My high school had no uniform but it had a short list of what not to wear (gang attire, offensive shit, etc). There was talk about it for the last two years but it ended because a large group of people (ROTC, clubs, sports teams, etc) were against having to worry about so many sets of clothes. I didn't care whether we did or didn't, I did like having to only worry about a half dozen polos and slacks being clean and not the convoluted wardrobe that comes with being a teen. I was on the soccer and volleyball teams in high school so uniforms wasn't going to happen.
Seemed to work ok at my school. Your mileage may vary I suppose.
And the pluses are all there in this thread: teachers know who's theirs, which is especially important if you want to take year eights anywhere out of school, students can learn some handy skills about presentation for that annoying place called the rest of their life, no one has to worry about ruining good clothes, or not having enough clothes.

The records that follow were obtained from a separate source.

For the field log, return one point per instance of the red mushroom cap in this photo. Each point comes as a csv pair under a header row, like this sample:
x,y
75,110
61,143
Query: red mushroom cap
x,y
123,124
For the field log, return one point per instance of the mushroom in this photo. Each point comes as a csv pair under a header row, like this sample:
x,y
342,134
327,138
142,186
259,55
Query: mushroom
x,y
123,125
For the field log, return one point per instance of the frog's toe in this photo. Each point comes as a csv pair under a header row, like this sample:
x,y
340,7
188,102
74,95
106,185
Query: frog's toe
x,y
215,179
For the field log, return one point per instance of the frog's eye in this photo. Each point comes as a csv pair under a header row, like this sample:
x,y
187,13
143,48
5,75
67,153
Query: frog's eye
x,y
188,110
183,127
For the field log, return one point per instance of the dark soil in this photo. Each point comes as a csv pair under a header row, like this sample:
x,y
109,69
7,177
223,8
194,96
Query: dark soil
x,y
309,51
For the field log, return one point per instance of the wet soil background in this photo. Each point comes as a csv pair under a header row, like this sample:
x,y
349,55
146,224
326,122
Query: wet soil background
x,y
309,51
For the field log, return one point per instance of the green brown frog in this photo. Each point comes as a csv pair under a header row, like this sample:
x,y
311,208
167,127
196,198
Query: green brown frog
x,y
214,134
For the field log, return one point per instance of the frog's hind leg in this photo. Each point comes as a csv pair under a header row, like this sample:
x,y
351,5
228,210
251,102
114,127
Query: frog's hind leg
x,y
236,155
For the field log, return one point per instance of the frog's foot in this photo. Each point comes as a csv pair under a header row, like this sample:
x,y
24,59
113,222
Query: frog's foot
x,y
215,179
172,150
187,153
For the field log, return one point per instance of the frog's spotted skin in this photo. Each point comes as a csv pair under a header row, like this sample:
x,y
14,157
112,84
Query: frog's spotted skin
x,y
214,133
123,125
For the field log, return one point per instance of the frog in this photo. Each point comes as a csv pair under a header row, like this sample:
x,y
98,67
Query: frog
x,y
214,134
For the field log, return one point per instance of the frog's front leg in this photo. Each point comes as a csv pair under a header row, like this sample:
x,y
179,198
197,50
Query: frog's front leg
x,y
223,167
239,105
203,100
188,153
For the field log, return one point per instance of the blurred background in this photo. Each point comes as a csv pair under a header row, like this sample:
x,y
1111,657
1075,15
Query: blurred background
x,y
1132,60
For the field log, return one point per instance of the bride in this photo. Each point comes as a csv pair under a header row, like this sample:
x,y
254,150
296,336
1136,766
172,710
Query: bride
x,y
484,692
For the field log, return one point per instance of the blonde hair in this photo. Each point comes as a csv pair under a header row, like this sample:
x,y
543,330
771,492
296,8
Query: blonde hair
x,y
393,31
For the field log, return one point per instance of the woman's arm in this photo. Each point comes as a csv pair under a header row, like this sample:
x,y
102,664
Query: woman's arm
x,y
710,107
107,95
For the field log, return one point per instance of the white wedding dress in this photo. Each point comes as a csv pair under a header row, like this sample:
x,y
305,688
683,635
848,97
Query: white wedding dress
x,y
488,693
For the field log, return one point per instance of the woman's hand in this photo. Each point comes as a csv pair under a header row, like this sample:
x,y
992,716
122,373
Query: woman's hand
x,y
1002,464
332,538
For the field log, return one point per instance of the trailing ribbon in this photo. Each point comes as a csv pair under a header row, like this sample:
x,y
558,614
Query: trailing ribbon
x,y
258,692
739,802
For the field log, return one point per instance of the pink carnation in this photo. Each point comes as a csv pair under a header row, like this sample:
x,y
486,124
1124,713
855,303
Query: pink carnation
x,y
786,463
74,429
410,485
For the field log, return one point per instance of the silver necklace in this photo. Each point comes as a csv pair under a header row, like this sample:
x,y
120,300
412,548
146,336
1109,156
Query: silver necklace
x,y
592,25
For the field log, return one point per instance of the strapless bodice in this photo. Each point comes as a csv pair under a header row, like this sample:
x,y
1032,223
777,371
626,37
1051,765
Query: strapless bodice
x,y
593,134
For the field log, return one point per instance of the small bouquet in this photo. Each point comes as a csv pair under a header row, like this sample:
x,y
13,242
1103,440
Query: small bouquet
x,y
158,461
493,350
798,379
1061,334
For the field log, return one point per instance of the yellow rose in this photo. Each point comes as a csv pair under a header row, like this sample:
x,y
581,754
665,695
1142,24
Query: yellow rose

As for the downsides, well, teachers would spend as much time going after revealing/offensive/retarded clothing as they do chasing down uniform offenses anyway, wearing cheap and crappy clothes just means you can spend your lunch time shredding threads with joyous abandon, and every teenager looks like a monger anyway a fact which has nothing to do with their awkward looking uniform.
Anything before then, uniforms are easier for all the reasons mentioned above.
pro: promote learning. con: suppress individuality
sorry, but I have to agree, school is for learning, its not a fashion show. pimp your clothes outside of school, that's where the really interesting stuff happens anyway.